Road factors contributed 11% to fatal crashes, while vehicle factors recorded 10%.

Roadblocks

Mbalula revealed that traffic officers conducted 651 roadblocks throughout the country, issuing 260,000 fines for various traffic offences.

“Of particular interest is that 21,431 of these fines were for drivers who failed to wear seatbelts, while 22,766 were for people who were driving without licences,” he said.

The minister also said a total of 4,251 unroadworthy vehicles were discontinued, while 4,073 vehicles were impounded.

ALSO READ: Festive season road stats: More than 1,600 fatalities due to slippery roads

He indicated that 6,169 drivers were arrested for various violations – including 1,586 motorists who were nabbed for drunken driving.

“A total of 605 drivers were arrested for driving at excessive speeds of between 190kph to well above 220kph. The highest speedster was arrested in Limpopo travelling at 225kph,” the minister said.

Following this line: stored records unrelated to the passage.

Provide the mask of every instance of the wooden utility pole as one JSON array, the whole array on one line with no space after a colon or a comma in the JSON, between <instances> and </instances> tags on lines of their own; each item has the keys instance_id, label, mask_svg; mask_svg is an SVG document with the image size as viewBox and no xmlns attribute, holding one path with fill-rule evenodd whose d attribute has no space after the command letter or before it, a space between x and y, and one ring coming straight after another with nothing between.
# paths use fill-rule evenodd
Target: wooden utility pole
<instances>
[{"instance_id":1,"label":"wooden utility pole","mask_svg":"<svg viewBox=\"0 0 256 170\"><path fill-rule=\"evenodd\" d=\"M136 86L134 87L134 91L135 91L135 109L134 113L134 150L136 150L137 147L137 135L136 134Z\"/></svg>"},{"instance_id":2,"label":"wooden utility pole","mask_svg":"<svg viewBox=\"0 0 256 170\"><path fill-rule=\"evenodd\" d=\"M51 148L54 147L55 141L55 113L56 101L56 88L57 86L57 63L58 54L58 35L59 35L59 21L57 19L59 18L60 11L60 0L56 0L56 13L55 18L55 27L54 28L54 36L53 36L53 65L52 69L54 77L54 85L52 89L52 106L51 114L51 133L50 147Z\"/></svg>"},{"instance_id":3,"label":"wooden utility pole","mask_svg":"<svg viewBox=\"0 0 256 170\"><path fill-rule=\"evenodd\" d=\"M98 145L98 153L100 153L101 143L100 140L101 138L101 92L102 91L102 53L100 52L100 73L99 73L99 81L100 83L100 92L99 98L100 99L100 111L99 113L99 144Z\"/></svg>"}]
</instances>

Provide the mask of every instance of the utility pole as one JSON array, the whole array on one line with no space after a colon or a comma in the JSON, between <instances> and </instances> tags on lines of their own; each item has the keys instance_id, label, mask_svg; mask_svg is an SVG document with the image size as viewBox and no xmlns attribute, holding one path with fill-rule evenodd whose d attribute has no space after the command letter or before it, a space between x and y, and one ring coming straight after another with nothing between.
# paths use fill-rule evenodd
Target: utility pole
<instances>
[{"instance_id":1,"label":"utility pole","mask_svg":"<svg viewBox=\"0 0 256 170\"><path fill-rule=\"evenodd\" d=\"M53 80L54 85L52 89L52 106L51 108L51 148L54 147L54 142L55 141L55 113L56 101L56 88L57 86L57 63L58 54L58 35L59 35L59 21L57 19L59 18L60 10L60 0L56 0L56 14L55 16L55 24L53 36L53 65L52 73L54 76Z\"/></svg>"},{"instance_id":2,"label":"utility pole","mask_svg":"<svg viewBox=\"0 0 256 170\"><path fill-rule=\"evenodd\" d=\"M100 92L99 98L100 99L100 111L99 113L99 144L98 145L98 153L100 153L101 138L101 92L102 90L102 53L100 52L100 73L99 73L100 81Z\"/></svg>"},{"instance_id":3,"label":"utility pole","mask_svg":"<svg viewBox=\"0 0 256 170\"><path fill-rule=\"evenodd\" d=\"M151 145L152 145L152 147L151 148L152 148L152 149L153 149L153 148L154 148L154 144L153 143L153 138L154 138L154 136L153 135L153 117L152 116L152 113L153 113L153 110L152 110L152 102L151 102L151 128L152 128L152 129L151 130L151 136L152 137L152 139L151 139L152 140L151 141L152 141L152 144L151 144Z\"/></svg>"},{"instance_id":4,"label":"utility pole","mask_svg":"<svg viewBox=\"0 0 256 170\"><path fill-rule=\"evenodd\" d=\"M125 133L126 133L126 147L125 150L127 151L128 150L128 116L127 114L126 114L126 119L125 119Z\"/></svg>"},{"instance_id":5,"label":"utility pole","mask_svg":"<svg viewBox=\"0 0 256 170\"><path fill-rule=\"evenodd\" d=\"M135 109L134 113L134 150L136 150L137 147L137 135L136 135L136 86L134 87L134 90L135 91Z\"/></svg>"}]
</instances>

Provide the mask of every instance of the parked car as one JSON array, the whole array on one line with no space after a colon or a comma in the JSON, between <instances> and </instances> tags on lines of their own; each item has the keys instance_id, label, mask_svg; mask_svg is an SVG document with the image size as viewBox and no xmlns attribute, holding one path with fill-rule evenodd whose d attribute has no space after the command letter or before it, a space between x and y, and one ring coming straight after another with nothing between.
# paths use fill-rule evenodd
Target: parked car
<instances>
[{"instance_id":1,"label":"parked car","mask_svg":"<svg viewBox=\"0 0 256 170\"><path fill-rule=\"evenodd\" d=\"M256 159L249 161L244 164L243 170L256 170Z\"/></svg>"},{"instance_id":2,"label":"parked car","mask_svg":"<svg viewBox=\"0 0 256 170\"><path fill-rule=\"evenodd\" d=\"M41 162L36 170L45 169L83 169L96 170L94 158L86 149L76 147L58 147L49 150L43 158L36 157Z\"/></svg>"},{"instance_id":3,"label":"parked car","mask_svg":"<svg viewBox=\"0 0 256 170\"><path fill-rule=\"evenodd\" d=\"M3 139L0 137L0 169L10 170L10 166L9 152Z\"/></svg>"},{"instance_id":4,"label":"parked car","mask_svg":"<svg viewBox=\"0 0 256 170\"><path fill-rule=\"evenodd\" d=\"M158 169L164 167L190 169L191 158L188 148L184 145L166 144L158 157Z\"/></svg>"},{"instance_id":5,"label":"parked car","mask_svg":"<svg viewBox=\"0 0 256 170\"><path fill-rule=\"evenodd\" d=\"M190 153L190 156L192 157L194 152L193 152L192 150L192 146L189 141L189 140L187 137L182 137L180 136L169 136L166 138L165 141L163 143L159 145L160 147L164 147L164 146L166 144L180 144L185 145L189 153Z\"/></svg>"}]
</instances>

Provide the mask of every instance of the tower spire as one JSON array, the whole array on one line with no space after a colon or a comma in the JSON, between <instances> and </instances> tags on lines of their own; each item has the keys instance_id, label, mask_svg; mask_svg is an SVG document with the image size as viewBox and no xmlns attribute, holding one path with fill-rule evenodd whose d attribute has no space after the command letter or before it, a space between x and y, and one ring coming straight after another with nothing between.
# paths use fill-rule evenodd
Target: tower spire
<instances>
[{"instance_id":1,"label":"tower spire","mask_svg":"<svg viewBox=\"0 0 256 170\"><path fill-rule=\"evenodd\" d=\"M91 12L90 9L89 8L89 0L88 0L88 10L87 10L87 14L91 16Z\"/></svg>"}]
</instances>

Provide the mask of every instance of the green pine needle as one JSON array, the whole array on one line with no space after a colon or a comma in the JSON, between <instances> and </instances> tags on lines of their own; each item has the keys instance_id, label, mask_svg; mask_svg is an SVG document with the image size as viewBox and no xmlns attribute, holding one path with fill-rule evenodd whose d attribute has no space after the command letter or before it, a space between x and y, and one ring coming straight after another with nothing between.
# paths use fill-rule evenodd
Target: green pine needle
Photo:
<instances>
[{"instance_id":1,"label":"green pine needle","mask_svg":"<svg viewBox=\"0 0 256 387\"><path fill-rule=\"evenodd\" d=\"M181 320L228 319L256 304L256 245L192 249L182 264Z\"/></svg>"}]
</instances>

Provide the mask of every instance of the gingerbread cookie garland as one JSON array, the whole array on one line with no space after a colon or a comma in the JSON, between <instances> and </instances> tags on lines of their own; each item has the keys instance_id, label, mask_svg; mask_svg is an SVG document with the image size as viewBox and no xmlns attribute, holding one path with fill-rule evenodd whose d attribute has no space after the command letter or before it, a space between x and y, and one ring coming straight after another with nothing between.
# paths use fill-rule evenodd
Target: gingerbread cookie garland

He added that the driver with the highest alcohol level of 2.43mg was arrested in Johannesburg on 22 December 2021.

Aarto

Mbalula also defended the Administrative Adjudication of Road Traffic Offences (Aarto) Act, saying it was needed to tackle “unlawful behaviour” on the roads with its demerit system.

“A fragmented system that fails to recognise the importance of a system grounded on national norms and standards in order to maximise its effectiveness will only result in chaos and serve as a perverse incentive for unlawful behaviour,” he said.

The minister described Aarto as the “final piece of the puzzle” in paving the way for a new road traffic management system in the country.

READ MORE: Dissecting the incoming Aarto demerit system for drivers

“The importance of Aarto in driving behaviour change of motorists and providing disincentives for unbecoming conduct cannot be over-emphasised,” Mbalula said.

He further indicated that the Department of Transport will appeal the Pretoria High Court’s ruling that declared the Aarto acts unconstitutional and invalid.

Last week Thursday, the Pretoria High Court delivered its judgement after the Organisation Undoing Tax Abuse (Outa) challenged the Aarto Act and Aarto Amendment Act in October last year.

In the judgement, Judge Annali Basson ruled that both acts “must be declared to be inconsistent with the Constitution in its entirety”.